She had conquered London; surely she could conquer Rupert Hepplestall.
Reading her letter, Tom couldn’t imagine what need she had of him in that galley, but the Coalition could coalesce without his opposition for an hour or two that afternoon, and he might as well go and see what was perturbing her play-acting Ladyship.
He followed instructions, went to the front of the house and asked Rossiter’s impressive attendant if Miss Arden was at that moment on the stage. “Mr. Bradshaw, Sir?” He was, and a surprised and flattered Mr. Bradshaw by the time the Galaxy staff had ushered him to his stall with the superlative deference shown to those about whom they had special instructions. He was not royalty, and he was not received by Mr. Rossiter, but he was Miss Arden’s guest and the technique of his welcome was based accurately on that of Hubert Rossiter receiving royalty.
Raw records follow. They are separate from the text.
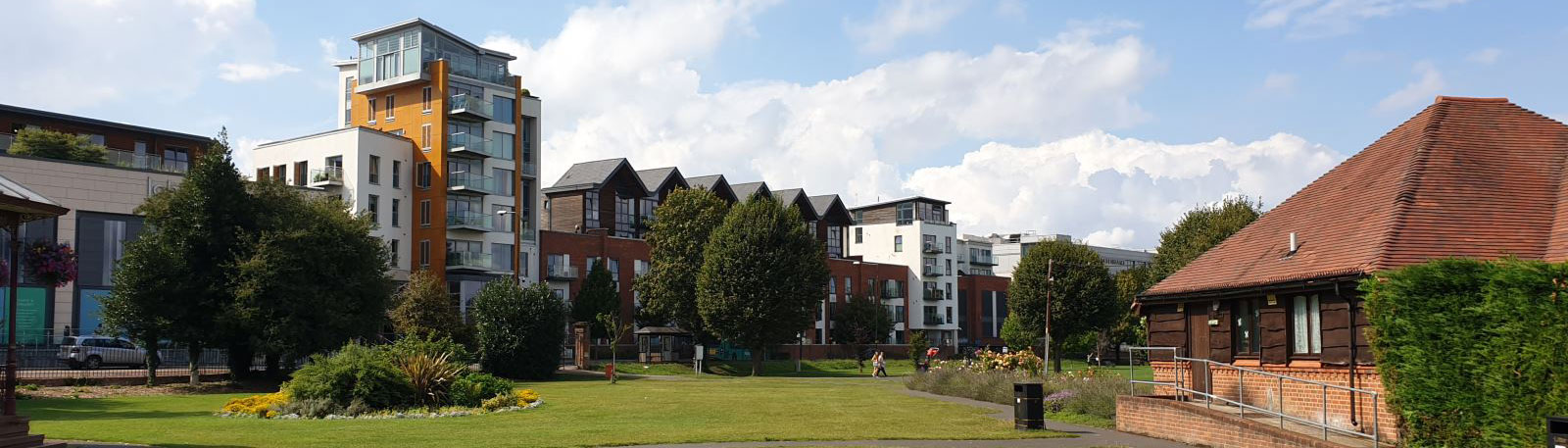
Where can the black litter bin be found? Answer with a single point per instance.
(1029, 408)
(1557, 431)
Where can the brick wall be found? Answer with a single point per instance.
(1301, 400)
(1183, 422)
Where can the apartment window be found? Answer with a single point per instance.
(423, 253)
(375, 209)
(590, 209)
(1306, 335)
(1246, 335)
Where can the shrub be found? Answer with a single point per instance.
(353, 372)
(474, 389)
(519, 329)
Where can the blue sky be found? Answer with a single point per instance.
(1102, 120)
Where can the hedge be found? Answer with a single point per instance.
(1471, 353)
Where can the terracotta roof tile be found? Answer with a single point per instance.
(1465, 177)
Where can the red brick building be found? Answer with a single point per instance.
(1465, 177)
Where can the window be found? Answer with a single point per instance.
(423, 136)
(423, 253)
(1306, 337)
(506, 109)
(1246, 337)
(422, 174)
(375, 209)
(590, 209)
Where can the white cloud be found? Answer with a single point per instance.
(137, 52)
(1309, 19)
(1423, 89)
(898, 19)
(1484, 57)
(237, 73)
(1082, 183)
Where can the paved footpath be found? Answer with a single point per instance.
(1086, 436)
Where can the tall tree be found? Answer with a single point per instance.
(596, 296)
(762, 273)
(423, 307)
(201, 223)
(1079, 287)
(859, 323)
(668, 288)
(1200, 230)
(316, 277)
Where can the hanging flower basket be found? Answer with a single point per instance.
(51, 264)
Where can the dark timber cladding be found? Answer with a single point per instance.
(1465, 177)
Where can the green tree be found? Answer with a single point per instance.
(1200, 230)
(425, 307)
(1079, 287)
(861, 323)
(316, 276)
(596, 296)
(668, 288)
(521, 329)
(762, 273)
(57, 144)
(203, 224)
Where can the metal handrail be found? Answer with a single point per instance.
(1241, 390)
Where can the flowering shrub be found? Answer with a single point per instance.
(264, 406)
(52, 264)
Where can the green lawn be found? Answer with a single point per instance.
(577, 413)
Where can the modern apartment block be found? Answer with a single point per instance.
(914, 232)
(102, 199)
(439, 143)
(1010, 248)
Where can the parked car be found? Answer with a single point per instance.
(94, 351)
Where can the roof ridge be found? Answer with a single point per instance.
(1408, 182)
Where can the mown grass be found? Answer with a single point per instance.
(577, 413)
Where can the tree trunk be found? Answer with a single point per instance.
(195, 361)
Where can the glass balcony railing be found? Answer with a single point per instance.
(466, 105)
(467, 182)
(467, 143)
(326, 175)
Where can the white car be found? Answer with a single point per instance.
(94, 351)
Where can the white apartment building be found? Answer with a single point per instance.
(914, 232)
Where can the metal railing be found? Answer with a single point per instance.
(1241, 390)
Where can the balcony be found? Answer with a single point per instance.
(474, 183)
(470, 109)
(331, 175)
(472, 262)
(562, 273)
(470, 222)
(474, 146)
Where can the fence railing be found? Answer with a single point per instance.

As a Labor Member he ought, properly, to have scowled at flunkeydom; he ought to have bristled at the full house, at the sight of so many people idle in the afternoon; and he did neither of these reasonable things. He was in the Galaxy, and, besides, he was looking at the stage and on a bit of authentic Lancashire on the stage. “Yon wench is the reet stuff,” he thought, slipping mentally back into the vernacular. “By gum, she is.” She was remarkably the right stuff; if his ear went for anything, she was Staithley stuff. That must be why she seemed familiar to him as if he had met her, or somebody very like her. But he decided that he hadn’t met her; he had only met typical Lancashire women, and this was the sublimation of the type. She finished her scene and left the stage. An attendant was murmuring softly to him. Would he go round and see Miss Arden now?
Tom pulled himself together. A queer place, the theater, making a man forget so completely that he was there on business. It dawned upon him that this Lancashire witch he had gazed at with such absorbed appreciation was Mary Arden, Lady Hepplestall. “If she wants anything of me that’s mine to give, it’s hers for the asking,” he thought, as he followed his guide, still chuckling intimately at the racy flavor of her; no bad compliment to an actress who was thinking that day of anything but acting.
She awaited him in her room unchanged, in the clogs and shawl of the first act, which were not very different, except in cleanliness, from the clothes Mrs. Butterworth had burned.
“Well, Mr. Bradshaw,” she greeted him, “and who am I?”
“Who are you? Why, Lady Hepplestall.”
“You’ve seen me from the front, haven’t you? And you didn’t know me? I’m safer than I thought I was. Will it help you if I mention Walter Pate?”
It didn’t; he saw nothing in this splendid woman to take him back to the starveling waif whom Pate and he adopted or to the crude, if physically more developed, girl he had seen on one or two later occasions at Staithley. Mary relished his bewilderment: if Rupert made seriously the point against going to Staithley that she was Bradshaw, here was apt confirmation of her reply that nobody would know her. Tom Bradshaw saw her in clogs and shawl and did not know her. She hummed a bar or two of “Lead Kindly Light.”